Distric or Community Nurse
The District or Community Nurse is a registered nurse who may have additional qualifications and usually works as a member of a community care team based in a health centre or doctor’s practice. The nurse plans nursing care in the home which may involve assistance with personal hygiene, dressings, management of medication, care of pressure sores and advice on other aspects of care and support for those living with MS. Referral may be made to other agencies and services to help the individual and the family.
Community Psychiatric Nurse
The Community Psychiatric Nurse is a title which is often misunderstood because of the association of the word ‘psychiatric’ with mental ill health. Nevertheless the nurse is able to help people with MS who may for example have short-term memory loss or more commonly depression. This will involve counselling and possibly medication. Depression, like any other illness, affects quality of life for all those living with MS. The nurse may be able to help in times of stress and emotional upheaval.

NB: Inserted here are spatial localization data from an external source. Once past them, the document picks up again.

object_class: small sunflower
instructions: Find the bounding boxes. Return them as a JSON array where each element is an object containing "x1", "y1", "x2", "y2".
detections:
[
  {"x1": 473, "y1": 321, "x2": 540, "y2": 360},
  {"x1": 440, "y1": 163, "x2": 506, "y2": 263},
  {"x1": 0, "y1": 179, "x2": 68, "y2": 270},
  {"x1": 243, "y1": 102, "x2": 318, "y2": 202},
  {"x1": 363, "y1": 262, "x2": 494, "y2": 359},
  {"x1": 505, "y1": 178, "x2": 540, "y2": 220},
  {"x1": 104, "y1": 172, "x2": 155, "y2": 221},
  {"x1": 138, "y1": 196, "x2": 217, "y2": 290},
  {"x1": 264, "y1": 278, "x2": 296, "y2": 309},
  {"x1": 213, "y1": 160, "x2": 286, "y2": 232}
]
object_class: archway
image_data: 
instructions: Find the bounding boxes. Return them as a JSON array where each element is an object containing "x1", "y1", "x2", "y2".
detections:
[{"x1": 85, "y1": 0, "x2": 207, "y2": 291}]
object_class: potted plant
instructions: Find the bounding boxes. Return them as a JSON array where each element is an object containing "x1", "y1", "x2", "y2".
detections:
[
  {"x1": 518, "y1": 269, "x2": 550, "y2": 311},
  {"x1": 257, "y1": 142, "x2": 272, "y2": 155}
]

Care Assistant & Auxiliary Nurse
The Care Assistant and Auxiliary Nurse are trained in a range of duties that include assisting with toileting, personal hygiene, dressing, feeding. As member of the hospital and community care teams they are not trained to registered nurse standards but may carry out a variety of care tasks either alone or under supervision.
The Home Help is trained to provide a comprehensive service in the home that includes cleaning, cooking, fire lighting and shopping. The social services usually organize this kind of help. Remember there is help at hand in the community.